Foucault sí pensó el cine, a su modo: microfísico, en diagonal, sin suturas,
conclusiones ni grandilocuencias. En el libro de los profesores Dork Zabunyan y
Patrice Maniglier, titulado de modo lacónico Foucault va al cine (Nueva Visión),
tenemos ese intento de evidenciar el proyecto: dos ensayos de los citados
autores y luego una recopilación inédita y por vez primera traducida de sus Dits
et Ecrits, donde aparece la idea foucaulteana sobre el cine. ¿Qué escribió
Foucault? Sólo fueron diez textos breves, o brevísimos, entre 1974 y 1982. Dos
de ellos fueron escritos de su puño y letra, ambos publicados en Le Monde: un
artículo del 16 de octubre de 1975 titulado “Hacerse los locos”, y otro llamado
“Las mañanas grises de la tolerancia” (23 de marzo, 1977). Pero lo que allí dice
no es muy relevante, algo de Pasolini y poco más. El resto de los textos son
entrevistas, y aquí está lo sustancial, a saber: una fundamental realizada por
Cahiers du cinéma (con Pascal Bonitzer, Serge Daney y Serge Toubiana), otra con
Helene Cixous, una con Gerard Dupont, otra con René Féret, con P. Kané, con G.
Gauthier, con B. Sobel, y, al final, un pequeño diálogo (solicitado por el
propio filósofo) con el director alemán Werner Schroeter (de 1982).
Los textos aparentemente menores e intrascendentes suelen ser los centrales
para desgranar o aclarar ideas nodales de la filosofía foucaulteana, máxime si
son entrevistas o intervenciones periodísticas, un territorio donde el filósofo
siempre se sintió a gusto, interpelando al presente (algo que ocurre con otras
cuestiones clave: el poder o la sexualidad, por caso).

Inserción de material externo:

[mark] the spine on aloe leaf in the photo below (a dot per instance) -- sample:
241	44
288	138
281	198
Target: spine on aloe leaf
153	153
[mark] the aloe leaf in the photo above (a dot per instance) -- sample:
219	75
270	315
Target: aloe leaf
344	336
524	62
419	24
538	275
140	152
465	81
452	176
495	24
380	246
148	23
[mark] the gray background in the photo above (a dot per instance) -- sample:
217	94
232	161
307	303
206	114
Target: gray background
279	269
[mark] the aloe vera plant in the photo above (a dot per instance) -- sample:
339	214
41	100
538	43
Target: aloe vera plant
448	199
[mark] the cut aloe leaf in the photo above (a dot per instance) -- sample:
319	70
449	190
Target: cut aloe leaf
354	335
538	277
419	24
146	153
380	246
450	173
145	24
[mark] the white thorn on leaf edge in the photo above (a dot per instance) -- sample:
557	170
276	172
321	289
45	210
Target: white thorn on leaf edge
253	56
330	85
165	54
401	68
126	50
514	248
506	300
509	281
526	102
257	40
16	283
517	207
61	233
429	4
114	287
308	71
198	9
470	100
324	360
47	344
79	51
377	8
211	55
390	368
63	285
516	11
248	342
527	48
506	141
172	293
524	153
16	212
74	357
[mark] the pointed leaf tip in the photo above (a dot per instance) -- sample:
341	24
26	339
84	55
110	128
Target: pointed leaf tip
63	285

Ahora bien, el cine, para
Foucault, en principio es un modo de pensar la historia “molecular”, quizá el
medio ideal. La idea de la historia de Foucault, completamente antimarxista y
antihegeliana, va de suyo con el cine como medio de presentación. Foucault no
cree en la libertad como una idea de completa autodeterminación de los humanos,
ni en la eficacia de las grandes estructuras institucionales (el Estado). Vale
decir, la fibra libertaria de Foucault tiene en el cine a ese instrumento o
dispositivo mentado.
¿Qué es el cine para Foucault? Dos cosas: por un lado, es un
modo de desorganizar los cuerpos (algo que también aparece en sus obras
capitales: Vigilar y castigar o Historia de la sexualidad) y, por otra parte, es
el espacio para visualizar esos microprocedimientos que se ven en las historias
pequeñas y anónimas. El cine marca ese cambio en nosotros y el mundo. Esa
historia no heroica ni épica, esa microrresistencia molecular, corporal,
individual y comunitaria, en gran medida hija de los movimientos libertarios
(Mayo del ’68, las insurrecciones contraculturales de California), tiene un
sitio preferencial para Foucault en el séptimo arte.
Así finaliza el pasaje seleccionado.